Texas' Republican primary elections on March 4 have brought together an unusual combination of candidates and campaign contributors, at least with respect to the state's highest court. Four seats on the all-Republican supreme court are on the November ballot, and three of the four incumbent justices seeking reelection face challengers in their own party.

The incumbent justices have received support from a typical source—advocates of tort reform and limitations on civil lawsuits—but their Republican challengers are benefiting from donations by trial attorneys and left-of-center groups, who historically have backed Democratic candidates and appear to be seeking a shift in the status quo on the high court.

Thanks to comprehensive tort reform legislation passed in Texas in 2003, the annual number of medical malpractice cases resolved in the state fell by almost 66 percent between 2003 and 2011, and the average damage award declined 22 percent. According to a Republican state representative who participated in a recent forum on the upcoming supreme court elections, "Texas has become a business model for other states, in part due to its continuous tort reform legislation and the judges who uphold those laws."

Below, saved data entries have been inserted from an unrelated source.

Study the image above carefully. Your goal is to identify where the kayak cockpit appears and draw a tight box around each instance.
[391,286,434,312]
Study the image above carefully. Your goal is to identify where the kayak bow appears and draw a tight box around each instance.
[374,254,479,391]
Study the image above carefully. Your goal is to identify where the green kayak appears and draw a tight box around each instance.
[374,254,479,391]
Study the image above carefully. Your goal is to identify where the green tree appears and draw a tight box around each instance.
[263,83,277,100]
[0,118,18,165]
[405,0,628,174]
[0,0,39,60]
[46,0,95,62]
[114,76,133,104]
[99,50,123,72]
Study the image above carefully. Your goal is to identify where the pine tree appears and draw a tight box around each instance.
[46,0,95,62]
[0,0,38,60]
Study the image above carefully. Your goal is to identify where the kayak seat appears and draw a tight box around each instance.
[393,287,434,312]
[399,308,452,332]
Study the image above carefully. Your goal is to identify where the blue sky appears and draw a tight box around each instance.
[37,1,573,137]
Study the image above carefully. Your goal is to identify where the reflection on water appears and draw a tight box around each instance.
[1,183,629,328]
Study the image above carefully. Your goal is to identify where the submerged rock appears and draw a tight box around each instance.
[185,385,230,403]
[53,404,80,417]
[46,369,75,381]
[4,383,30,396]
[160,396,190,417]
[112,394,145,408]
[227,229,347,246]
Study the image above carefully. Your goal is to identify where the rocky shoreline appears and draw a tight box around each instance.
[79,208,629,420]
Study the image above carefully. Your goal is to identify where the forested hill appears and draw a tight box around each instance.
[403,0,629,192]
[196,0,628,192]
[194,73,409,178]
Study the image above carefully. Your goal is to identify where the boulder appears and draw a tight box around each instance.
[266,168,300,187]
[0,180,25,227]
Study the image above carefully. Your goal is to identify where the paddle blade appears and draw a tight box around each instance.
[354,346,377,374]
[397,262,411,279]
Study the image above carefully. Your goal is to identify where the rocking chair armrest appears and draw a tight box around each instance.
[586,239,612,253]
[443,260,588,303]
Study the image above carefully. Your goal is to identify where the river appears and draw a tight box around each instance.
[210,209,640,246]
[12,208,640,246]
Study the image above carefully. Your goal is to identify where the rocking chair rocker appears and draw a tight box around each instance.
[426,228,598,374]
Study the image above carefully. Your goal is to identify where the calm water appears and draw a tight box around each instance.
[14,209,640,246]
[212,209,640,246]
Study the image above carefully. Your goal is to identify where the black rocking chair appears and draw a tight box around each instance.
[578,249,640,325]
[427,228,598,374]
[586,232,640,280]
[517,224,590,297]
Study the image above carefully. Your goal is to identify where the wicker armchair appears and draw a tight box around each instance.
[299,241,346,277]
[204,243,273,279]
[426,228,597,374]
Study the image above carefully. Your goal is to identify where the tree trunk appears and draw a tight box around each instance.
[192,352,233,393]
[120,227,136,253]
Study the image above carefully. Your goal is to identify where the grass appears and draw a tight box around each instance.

A battle over tort reform is nothing new in Texas' judicial elections. In the late 1970s, following the election of the first Republican governor since Reconstruction, plaintiff attorneys became more active in contributing to judicial candidates. In 1980, Texas became the first state in the nation to see a $1 million supreme court race, and donations to appellate court candidates increased 250 percent between 1980 and 1986. In the early 1980s, plaintiff lawyers were the largest contributors to Texas judicial candidates, but by the late 1980s and 1990s they were replaced by civil defense attorneys, doctors, insurance companies, and other business interests. Between 1988 and 1998, these tort reform proponents were successful in converting an all-Democratic supreme court to the all-Republican court it remains to this day.